2.26: Drowning in Responsibility

We stepped off the last stone, safely onto the shore of the lake, and Max looked at me with something like awe in his expression. “How?” he asked. “How did you know the pattern? Where did you see it?”

“A magician never reveals his secrets,” I said with a wink. This probably wasn’t the best time to admit that I’d chosen stones completely at random. This was a labyrinth of dreams. What mattered more; having the right answer, or Max believing that we had the right answer?

I’d tell him the truth when we got out.

By unspoken agreement, we kept hold of each others’ hands. The last thing we wanted was to be separated again. We found ourselves in the caves again, and a short way away, I heard sobbing.

The kid in the box! I’d been trying to save him!

“Max,” I said, “do you have anything big and heavy in your bag? Anything that might break a padlock?” I headed for the noise. “We have to – ”

But Max didn’t follow. He tightened his grip on my hand and headed in another direction. “It’s fine,” he said. “It’s not real.”

“You don’t know that! This place is really weird. I’ve found stuff that I think might be real that has absolutely no reason to be down here, and I encountered that sobbing before and I guarantee there’s nothing in my mind that could build – ”

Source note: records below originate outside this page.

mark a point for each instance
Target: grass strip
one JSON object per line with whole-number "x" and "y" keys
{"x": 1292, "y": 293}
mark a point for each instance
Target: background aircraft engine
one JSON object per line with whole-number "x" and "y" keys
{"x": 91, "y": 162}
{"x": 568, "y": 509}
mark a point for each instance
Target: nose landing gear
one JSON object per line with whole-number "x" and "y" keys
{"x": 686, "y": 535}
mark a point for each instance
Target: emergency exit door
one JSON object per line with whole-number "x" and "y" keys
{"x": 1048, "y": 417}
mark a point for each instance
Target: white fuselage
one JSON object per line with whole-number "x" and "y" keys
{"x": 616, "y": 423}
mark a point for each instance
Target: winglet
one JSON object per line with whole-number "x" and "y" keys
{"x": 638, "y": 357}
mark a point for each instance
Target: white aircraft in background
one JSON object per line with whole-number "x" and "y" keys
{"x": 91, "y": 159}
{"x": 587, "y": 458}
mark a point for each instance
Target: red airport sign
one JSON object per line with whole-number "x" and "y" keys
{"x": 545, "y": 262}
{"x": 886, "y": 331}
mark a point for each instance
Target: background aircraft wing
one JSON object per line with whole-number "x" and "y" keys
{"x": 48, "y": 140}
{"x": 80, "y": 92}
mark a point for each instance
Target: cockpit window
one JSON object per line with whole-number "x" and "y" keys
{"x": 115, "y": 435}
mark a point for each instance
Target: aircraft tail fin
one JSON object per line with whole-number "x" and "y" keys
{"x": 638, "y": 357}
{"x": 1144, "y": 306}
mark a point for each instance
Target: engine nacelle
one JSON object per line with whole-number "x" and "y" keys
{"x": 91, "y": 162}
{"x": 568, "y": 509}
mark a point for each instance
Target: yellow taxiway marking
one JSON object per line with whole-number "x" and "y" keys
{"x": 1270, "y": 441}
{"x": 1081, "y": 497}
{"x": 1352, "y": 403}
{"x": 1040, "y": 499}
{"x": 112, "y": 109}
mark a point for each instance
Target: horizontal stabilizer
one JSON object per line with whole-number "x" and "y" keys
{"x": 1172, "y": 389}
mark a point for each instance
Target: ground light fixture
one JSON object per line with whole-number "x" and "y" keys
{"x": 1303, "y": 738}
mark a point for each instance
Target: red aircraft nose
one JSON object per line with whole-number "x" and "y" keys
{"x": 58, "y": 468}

“It isn’t your dream. It’s mine. It’s just an illusion. We need to focus on finding Kylie.”

Max’s dream? “Max, who is – ?”

“Do we really have to have this discussion right now?”

“I… guess not.”

The child screamed. Max’s hand tightened further around mine, stopping me from accidentally pulling free when I automatically turned and tried to chase the sound. His expression was placid. Composed.

“Stay on target,” he said calmly. “It’s fake, and even if it wasn’t, he wouldn’t be in any danger. He’s not going to die in there. He’s just having a tantrum.”

“That’s some real sociopath shit, Max,” I said. But I followed him. If it was an illusion, then he was right; I shouldn’t waste my time with it. We had to find Kylie.

Five minutes later, I asked, “You’re the spell expert. Are they going to stop tormenting us with the sobbing child any time soon?”

“I’m trying.”

“Um, what?”

“They’ll let him out when he masters composure,” Max explained in a perfectly composed tone. “There’s not much we can do but ignore it.”

“Who are ‘they’?” I asked.

“Hmm?”

“You said ‘they’ will let him out.”

“Doesn’t matter. It isn’t real.”

It did matter, because I needed to know who I’d have to track down and slowly beat to death for their crimes against Max when we got out. But Max’s fingers were tight around my knuckles and his hand was trembling despite his placid tone, and this seemed a really bad time to press for details. Max had never mentioned any of this. He’d played off being chosen to be the Nonus over older candidates as a combination of luck and skill, something he was a little embarrassed of. I’d assumed there had been training and education, that maybe he’d pushed himself really hard at those American runecrafting summer camps or whatever. I hadn’t pictured anything like this.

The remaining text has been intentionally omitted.